Laporan yang sama menunjukkan produksi industri meningkat 4,8 persen pada Juni dari tahun sebelumnya, tetapi penjualan ritel menyusut 1,8 persen atau berbanding terbalik dari proyeksi peningkatan 0,5 persen.
Sementara itu, investasi aset tetap turun 3,1 persen pada paruh pertama tahun ini, meskipun lebih baik dari ekspektasi penurunan sebesar 3,3 persen.
Juru bicara Biro Statistik Nasional di Beijing Liu Aihua mengatakan penyebaran virus yang terus menerus secara global akan tetap menjadi kendala utama pada pemulihan domestik.
“Sulit untuk memulai kembali ekonomi dan perdagangan dunia. Pemulihan permintaan domestik terbatas pada tingkat tertentu saat ini,” katanya.
Memang, ada pula yang optimistis bahwa gambaran perbaikan bagi ekonomi China masih akan terlihat.
”Saya pikir pemulihan ekonomi di China akan terus berlanjut dalam beberapa kuartal mendatang, meskipun pertumbuhan ekspor menghadapi sedikit hambatan,” ujar Kepala ekonom China di perusahaan riset TS Lombard Bo Zhuang.
Namun, harapan untuk menahan angka penyebaran Corona telah tertekan seiring dengan menyebarnya infeksi di seluruh dunia, termasuk negara-negara seperti Australia dan Hong Kong, sehingga mendorong jumlah kasus global melampaui 13,5 juta orang.
Pada Kamis (16/7), negara bagian terpadat kedua di Australia, Victoria, mencatat lonjakan terbesar dalam kasus baru Covid-19 di tengah cengkeraman gelombang kedua Covid-19.
Virus Corona juga terus merajalela di seluruh AS. Negara bagian Texas melaporkan rekor angka kematian dan hampir 11.000 kasus baru, sedangkan California mencatat lonjakan yang hampir mendekati rekor.
Kondisi tersebut bukan pertanda baik bagi China. Negeri Tirai Bambu membutuhkan pertumbuhan ekspor untuk kembali mencatat ekspansi berkelanjutan.
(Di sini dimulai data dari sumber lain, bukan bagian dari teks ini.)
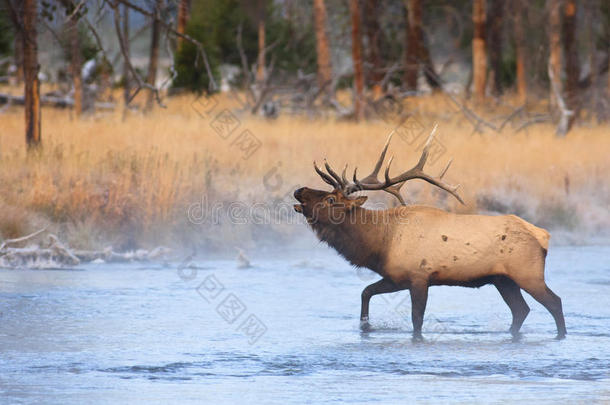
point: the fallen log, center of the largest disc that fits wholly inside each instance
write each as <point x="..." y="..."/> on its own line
<point x="52" y="101"/>
<point x="54" y="254"/>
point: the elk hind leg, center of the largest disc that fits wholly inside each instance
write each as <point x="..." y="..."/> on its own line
<point x="551" y="301"/>
<point x="511" y="293"/>
<point x="419" y="298"/>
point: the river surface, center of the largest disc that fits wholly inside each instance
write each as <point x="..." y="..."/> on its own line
<point x="287" y="331"/>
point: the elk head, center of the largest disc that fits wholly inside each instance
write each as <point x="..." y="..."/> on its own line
<point x="327" y="207"/>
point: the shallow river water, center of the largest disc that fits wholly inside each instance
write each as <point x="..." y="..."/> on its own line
<point x="287" y="331"/>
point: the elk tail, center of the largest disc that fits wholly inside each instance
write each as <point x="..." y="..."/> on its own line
<point x="541" y="235"/>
Permintaan swasta dan eksternal adalah dua sumber ketidakpastian terbesar untuk paruh kedua tahun ini. Perusahaan swasta mengurangi investasi pada enam bulan pertama sementara pengeluaran oleh perusahaan milik negara mengalami lompatan besar pada Juni 2020, dengan naik 2,1 persen dalam enam bulan pertama setelah terguling 1,9 persen hingga Mei.
“Ekonomi China rebound dengan kuat pada kuartal kedua, tetapi sekarang tantangannya adalah untuk mempertahankan pemulihan,” tutur Ekonom Bloomberg Chang Shu dan David Qu
“Momentum berkelanjutan dalam produksi pada Juni menjadi pertanda baik untuk pertumbuhan pada paruh kedua. Namun, belanja konsumen yang lemah tetap menjadi hambatan yang serius dan terus-menerus,” papar mereka.
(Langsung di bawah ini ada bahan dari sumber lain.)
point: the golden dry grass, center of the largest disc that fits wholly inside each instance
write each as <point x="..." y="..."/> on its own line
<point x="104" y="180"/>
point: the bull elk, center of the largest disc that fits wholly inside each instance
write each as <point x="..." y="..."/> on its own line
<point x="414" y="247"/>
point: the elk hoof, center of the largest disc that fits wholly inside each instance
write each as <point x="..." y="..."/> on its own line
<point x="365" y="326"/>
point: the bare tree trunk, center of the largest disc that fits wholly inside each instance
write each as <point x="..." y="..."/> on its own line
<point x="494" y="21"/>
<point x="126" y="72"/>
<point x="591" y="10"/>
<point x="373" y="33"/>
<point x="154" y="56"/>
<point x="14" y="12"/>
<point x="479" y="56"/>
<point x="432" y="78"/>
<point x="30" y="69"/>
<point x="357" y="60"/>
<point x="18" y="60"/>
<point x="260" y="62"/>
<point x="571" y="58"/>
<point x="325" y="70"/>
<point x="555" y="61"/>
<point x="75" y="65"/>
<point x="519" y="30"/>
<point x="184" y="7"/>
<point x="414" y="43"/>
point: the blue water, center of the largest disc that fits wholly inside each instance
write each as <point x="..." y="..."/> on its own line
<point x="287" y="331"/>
Memanasnya ketegangan geopolitik antara China dan AS merupakan risiko lain bagi ekspor dan investasi manufaktur China, sementara risiko gelombang kedua virus tidak dapat dikesampingkan.
“Reopening yang bergelombang dan tidak merata di negara-negara lain menyiratkan permintaan eksternal yang lebih lesu, yang kemungkinan akan menjadi hambatan pada pertumbuhan aktivitas industri di China,” ujar Kepala ekonom Greater China di Bank of America Helen Qiao.